La plupart des personnes qui ont achevé leur transition souhaitent contrôler de près la divulgation de leur histoire. Elles souhaitent éviter que cette dernière ne change le regard des autres sur elles-mêmes. Elles souhaitent être vues comme la personne qu’elles sont enfin. Elles souhaitent aussi éviter qu’une divulgation ne soit la source de discriminations ou de rejet dans leur nouvelle vie sociale et/ou professionnelle. Une fois leur changement d’identité obtenu, ces personnes vont prendre grand soin à s’assurer qu’il est répercuté partout (banques, assurances, diplômes, curriculum vitae, etc.). Elles peuvent aussi choisir de changer d’employeur, voire d’activité professionnelle, de région, etc. Cela leur permet de redémarrer leur vie à neuf plus facilement.

Pour les personnes qui envisagent une transition, ou qui s’apprêtent à se lancer dans cette aventure, il est très important de bien réfléchir dès le départ à la question de la protection de leur sphère privée. C’est un point qui peut grandement aider à ce que leur nouvelle identité ne soit pas remise en question une fois leur transition terminée.

Questions de migration

Il est de plus en plus fréquent que des personnes soient issues d’une immigration ou qu’elles en envisagent une. Les personnes à l’identité de genre atypique qui pourraient être susceptibles d’envisager une transition ne font pas exception.

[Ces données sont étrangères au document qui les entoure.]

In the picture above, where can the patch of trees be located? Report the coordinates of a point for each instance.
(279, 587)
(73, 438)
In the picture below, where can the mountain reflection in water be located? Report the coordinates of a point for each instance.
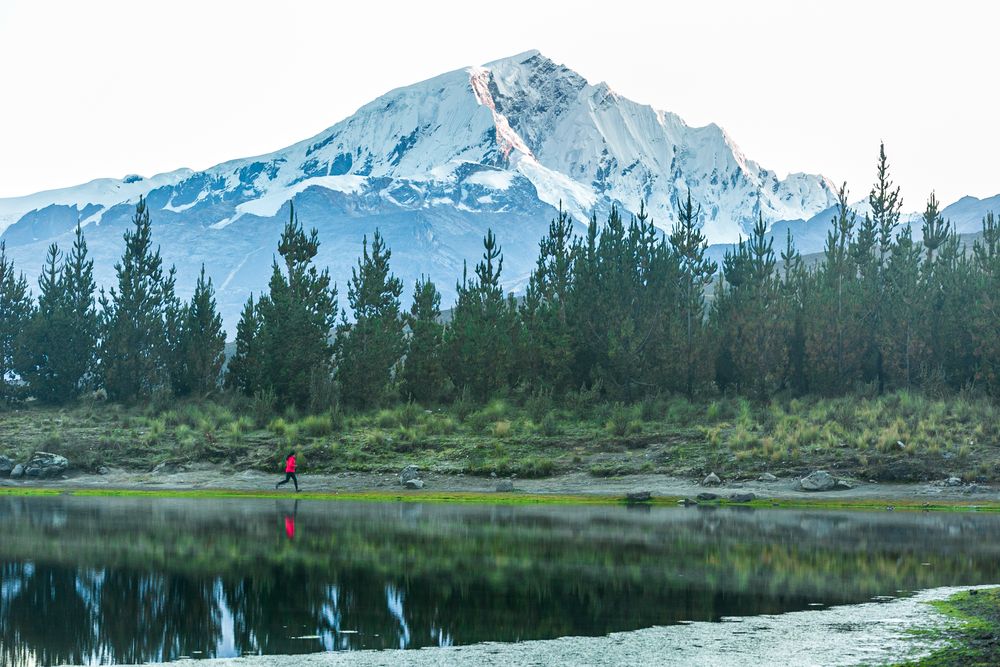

Pour les personnes qui sont issues d’une immigration, la question de l’acceptation de leur famille, qu’elle soit dans le pays d’accueil ou dans le pays d’origine est importante. Suivant la mentalité de leur famille, elles doivent prendre en compte le risque que cette dernière n’accepte pas leur transition et qu’elles se trouvent rejetées. Perdre son entourage familial est très douloureux et cela constitue la parte d’un important repère social. il peut alors être très nécessaire de reconstituer une nouvelle "famille" sur laquelle la personne pourra s’appuyer.

En même temps, face à une famille ou un environnement peu respectueux, une migration peut être une grande chance. Elle met de la distance avec sa famille d’origine et elle réduit la capacité de nuisance de cette dernière. Dans la mesure où le pays d’accueil de la personne dispose de prestataires respectueux et des facilités nécessaires, une migration pourra faciliter une transition. Les personnes devront cependant faire attention au fait qu’une naturalisation risque d’être indispensable si elles souhaitent obtenir une nouvelle identité et un nouveau certificat de naissance dans leur pays d’accueil.

Pour finir, il peut être utile que les personnes migrantes ne perdent pas de vue qu’une transition peut constituer une deuxième émigration pour elles et que ces deux migrations risquent de se combiner (et d’interférer).

Se préparer à faire face à l’attente

Quand une personne s’engage dans une transition, elle entreprend une démarche qui va changer sa vie. Elle va aussi se lancer dans de nombreuses démarches et ces dernières vont prendre du temps. Ce temps va être ressenti d’autant plus douloureusement que la personne a enfin trouvé l’énergie de se mettre en marche et que, soudain, elle est pressée d’avancer. C’est là que les retards, les vacances d’une personne devant traiter son dossier, le délai nécessaire pour obtenir un rendz-vous, les petits couacs de la vie, où le temps nécessaire aux différentes étapes d’une transition devient trés lourd et très difficile à vivre. Il n’y a là rien d’insurmontable. Mais c’est là encore un point où le fait de disposer du soutien de ses proches est très précieux. Leur accueil quand la situation est ressenti comme insupportable peut beaucoup aider à passer des étapes qui, dans l’instant, peuvent être ressenties comme absolument insupportables.

Historique :

08.02.08 : ajout des deux derniers paragraphes : protéger sa sphère privée et questions de migration

06.05.08 : ajout du paragraphe "se préparer à faire face à l’attente".